Brooding, grainy-voiced Shakespearean stage actor Robert Petkoff narrates So Cold The River, mystery novelist Michael Koryta’s icy, supernatural ghost story set in a rural Indiana town built on Pluto Water, a bottled mineral laxative of the early 1900s rumored to cure headaches, indigestion, even alcoholism. Petkoff haunts as cynical, broken Eric Shaw, a failed Hollywood documentary filmmaker who slumps home to Chicago, gets dumped by wife, Claire, and starts stringing together freelance photo chronicles for weddings and funerals: “Video life portraits, that's what he called them, an attempt to lend some credibility to what was essentially a glorified slide show.” Oh, and Eric also connects with dead peoples’ personal belongings.
Evil snarls from the grave when grieving Alyssa Bradford hires Eric to shoot an homage to her secretive, dying 95-year-old millionaire father-in-law, Campbell. First assignment capturing Campbell’s humble roots near sparsely populated French Lick, Indiana, where Eric lodges at the improbably located, luxury West Baden Springs Hotel (a real registered National Historic Landmark). But not even its soaring atrium dome can shade him from the rotten-egg stench of sulphur. As Eric keeps digging, an 80-year-old bottle of Pluto Water from Campbell’s collection frosts, turning murky, while weather patterns predict a violent storm. He takes a sip of Pluto and the hallucinations spin; shadows in rumpled suits, railroad trains, and violin strains pouring from a piano. At least Claire believes him.
Petkoff softens Eric with undercurrents of grit and exhaustion, so even when he’s hysterical with foreshadowing, he’s still grounded. The character of Anne McKinney, octogenarian widow and de facto Pluto historian, studies barometric pressure. Fittingly, her voice guides the book’s emotional climate. Practical, yet nostalgic; Anne nurses a daily gin and tonic at the local bar. Petkoff recognizes she’s a creature of habit and tracks her quirky moods with the same, steady hum. Eventually, the rituals of her chuckles and her leisurely breaks and pauses stop making a difference as the past fades the present into black. Nita Rao
It started with a documentary. The beautiful Alyssa Bradford approaches Eric Shaw to unearth the life story of her father-in-law, Campbell Bradford, a 95-year-old billionaire whose childhood is wrapped in mystery. Eric grabs the job, even though the only clues to Bradford's past are his hometown and an antique water bottle he's kept his entire life.
In Bradford's hometown, Eric discovers an extraordinary past - a glorious domed hotel where movie stars, presidents, athletes, and mobsters once intermingled. Long derelict, the hotel has just been restored to its former grandeur.
But something else has been restored too - a long-forgotten evil that will stop at nothing to settle a decades-old score. And with every move, Eric inches closer to the center of the building storm.

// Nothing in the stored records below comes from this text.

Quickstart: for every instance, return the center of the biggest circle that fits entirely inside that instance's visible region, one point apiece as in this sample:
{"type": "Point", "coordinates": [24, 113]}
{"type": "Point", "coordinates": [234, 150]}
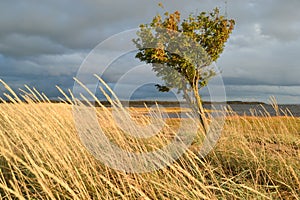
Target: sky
{"type": "Point", "coordinates": [44, 43]}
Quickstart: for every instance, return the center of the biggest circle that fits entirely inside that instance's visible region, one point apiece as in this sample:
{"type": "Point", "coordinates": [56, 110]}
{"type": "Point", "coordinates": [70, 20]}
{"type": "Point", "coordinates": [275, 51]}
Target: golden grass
{"type": "Point", "coordinates": [41, 157]}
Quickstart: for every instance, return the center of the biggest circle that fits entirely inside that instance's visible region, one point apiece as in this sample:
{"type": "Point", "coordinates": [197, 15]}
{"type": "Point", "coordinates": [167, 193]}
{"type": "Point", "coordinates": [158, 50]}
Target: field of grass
{"type": "Point", "coordinates": [42, 157]}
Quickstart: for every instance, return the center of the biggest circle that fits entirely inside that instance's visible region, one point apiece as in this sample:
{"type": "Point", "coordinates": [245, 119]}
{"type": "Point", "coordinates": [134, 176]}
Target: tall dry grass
{"type": "Point", "coordinates": [41, 157]}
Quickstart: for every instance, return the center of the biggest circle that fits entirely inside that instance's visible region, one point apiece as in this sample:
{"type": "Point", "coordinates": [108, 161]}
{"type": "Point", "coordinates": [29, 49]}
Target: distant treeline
{"type": "Point", "coordinates": [151, 103]}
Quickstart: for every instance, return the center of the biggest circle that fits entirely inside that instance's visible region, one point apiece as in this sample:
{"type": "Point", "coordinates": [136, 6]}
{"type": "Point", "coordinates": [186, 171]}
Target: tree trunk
{"type": "Point", "coordinates": [200, 110]}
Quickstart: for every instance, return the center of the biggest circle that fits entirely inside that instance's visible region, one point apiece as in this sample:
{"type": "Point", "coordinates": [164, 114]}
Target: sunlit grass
{"type": "Point", "coordinates": [41, 157]}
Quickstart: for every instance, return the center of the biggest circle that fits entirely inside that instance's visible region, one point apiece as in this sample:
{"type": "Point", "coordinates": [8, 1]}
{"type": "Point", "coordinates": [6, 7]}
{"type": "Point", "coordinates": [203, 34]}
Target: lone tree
{"type": "Point", "coordinates": [181, 51]}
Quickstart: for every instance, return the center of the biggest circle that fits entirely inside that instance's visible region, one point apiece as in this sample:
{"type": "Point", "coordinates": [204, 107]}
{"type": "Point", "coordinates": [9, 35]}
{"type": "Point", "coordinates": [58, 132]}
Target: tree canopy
{"type": "Point", "coordinates": [181, 51]}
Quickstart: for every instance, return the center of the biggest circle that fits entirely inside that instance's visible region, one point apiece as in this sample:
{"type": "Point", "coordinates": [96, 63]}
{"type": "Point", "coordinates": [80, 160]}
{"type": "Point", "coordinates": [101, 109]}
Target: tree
{"type": "Point", "coordinates": [181, 52]}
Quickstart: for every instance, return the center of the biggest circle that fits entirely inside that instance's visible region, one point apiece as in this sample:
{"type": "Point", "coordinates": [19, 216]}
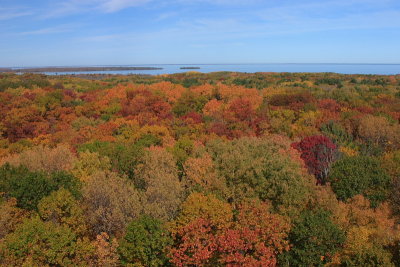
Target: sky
{"type": "Point", "coordinates": [134, 32]}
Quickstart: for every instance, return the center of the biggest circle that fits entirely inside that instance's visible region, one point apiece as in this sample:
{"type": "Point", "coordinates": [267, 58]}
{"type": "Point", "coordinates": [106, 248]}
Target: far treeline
{"type": "Point", "coordinates": [74, 69]}
{"type": "Point", "coordinates": [192, 169]}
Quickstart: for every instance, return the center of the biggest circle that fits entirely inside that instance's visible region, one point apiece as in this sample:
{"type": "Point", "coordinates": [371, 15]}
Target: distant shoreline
{"type": "Point", "coordinates": [75, 69]}
{"type": "Point", "coordinates": [189, 68]}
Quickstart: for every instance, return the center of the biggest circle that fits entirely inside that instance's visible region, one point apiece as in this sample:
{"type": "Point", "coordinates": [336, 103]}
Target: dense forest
{"type": "Point", "coordinates": [191, 169]}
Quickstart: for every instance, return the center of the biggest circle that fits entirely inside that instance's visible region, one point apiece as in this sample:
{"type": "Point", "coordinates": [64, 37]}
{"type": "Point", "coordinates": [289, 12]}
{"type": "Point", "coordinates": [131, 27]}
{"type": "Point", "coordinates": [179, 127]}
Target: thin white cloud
{"type": "Point", "coordinates": [11, 13]}
{"type": "Point", "coordinates": [110, 6]}
{"type": "Point", "coordinates": [50, 30]}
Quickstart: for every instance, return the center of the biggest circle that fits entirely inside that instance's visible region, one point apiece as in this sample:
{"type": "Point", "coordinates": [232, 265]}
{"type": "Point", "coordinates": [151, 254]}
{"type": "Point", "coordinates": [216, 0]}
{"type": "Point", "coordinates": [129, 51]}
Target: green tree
{"type": "Point", "coordinates": [145, 243]}
{"type": "Point", "coordinates": [351, 176]}
{"type": "Point", "coordinates": [38, 243]}
{"type": "Point", "coordinates": [315, 239]}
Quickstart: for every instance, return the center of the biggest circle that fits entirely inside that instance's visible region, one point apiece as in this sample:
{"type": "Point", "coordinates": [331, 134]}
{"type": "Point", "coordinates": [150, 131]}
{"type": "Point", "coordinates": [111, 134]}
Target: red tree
{"type": "Point", "coordinates": [318, 153]}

©2010 Michael Koryta (P)2010 Hachette
"A cataclysmic finale will put readers in mind of some of the best recent works of supernatural horror, among which this book ranks." (Publishers Weekly)
"This book builds like a summer storm. Beautiful to watch until it shakes the house and knocks out the lights, leaving you alone in the dark. Another masterful work from Michael Koryta, So Cold the River is guaranteed to put the cold finger down your spine." (Michael Connelly)
Creepy without being gory or actually scary, kind of like the old Twilight Zone shows. I consider this a good thing. This one is not as good as The Cypress House or The Ridge, but worth a listen. The narration is excellent.
Between audible and hard cover I read 5 or 6 books a month- this is with out a doubt one off the best books I have read in the past 3 or 4 years. The production quality (narration, cadence, etc) are absolutely flawless. The book is truly engaging yet creepy; Michael Koryta has been billed as the next "Stephen King"- this work far surpasses most King novels. The story is original and elegantly written; my only complaint is that there is little underlying meaning. This remains however an excellent "beach read". Savor it.
Say something about yourself!
I'll begin by telling you that the only thing that kept me from abandoning 'So Cold the River' at about the halfway mark was Robert Petkoff's superb narration. Despite Koryta's mastery of no-scene-wasted construction, I kept feeling as though the story was meandering. While the story has an excellent plot, sub plots and themes which Koryta ties up into a satisfying resolution, I kept wanting to shake him, "get on with it, willya???"
While I enjoyed the experience, listening to 'So Cold the River' never really grabbed me.
This book is very atmospheric--it's not a "jump out of your seat" kind of scary book, but it builds up a level of creepiness as you listen. The narration was well done--didn't detract from the story at all. It is the first Michael Kortya book I've listened to but I will definitely look for other titles from him. I didn't get anything accomplished after downloading this title because all I wanted to do was listen to the story.
I ran across this as a recommendation from Stephen King. I don't always agree with his choices but this one did not disappoint. Great reader and interesting story. If you like a historical education with your stories then you will not be disappointed. I remember when the French Lick resorts were first restored and I always found it interesting that they would restore a resort out in the middle of nowhere. Now I have a better appreciation for the history and the place. It makes me want to go there next time I am through Indiana but it isn't cheap!
This book got me right out of the gate and never let go. I don't feel like it ever lost momentum and I was disappointed when it was over. Since finishing up a couple series I've been listening to since joining Audible over 2 years ago, I seem to have a hard time finding new books to check out. I'm very glad I stumbled upon this one. As has been said, the narration and production, incl. the music, were fabulous. There's nothing worse than bad narration to completely ruin what may have been a good story! I highly recommend this book.
although I enjoyed the beginning of this book and the concept of someone being able to see lives through the camera lens, I got ever so tired of the lead character's headache. The book seemed to go on and on. By the end, I really didn't care what was going on with the water.
I loved this book and could not stop listening. It has the right amount of character development to go along with a very original story. Production quality is terrific! Violin music and sound effects enhance the narration and add a subtile magical mood. Robert Petkoff is a skilled narrator with a pleasing voice. The whole listening experience in this audible book is much better than simply reading it yourself. Past and present are woven together through the haunting visions of the main character. Believe it or not, I was listening to the end of this book during a very loud thunder storm... The storm in the book echoed what what going on around me! I am looking forward to more from Michael Koryta! Don't forget to look up the violinist, Joshua Bell's music. It has such soul.
I have visited the West Baden Hotel many times. This book captures the mysterious, haunted feeling of the resort and then reimagines it in a way that I loved. Definitely worth a listen!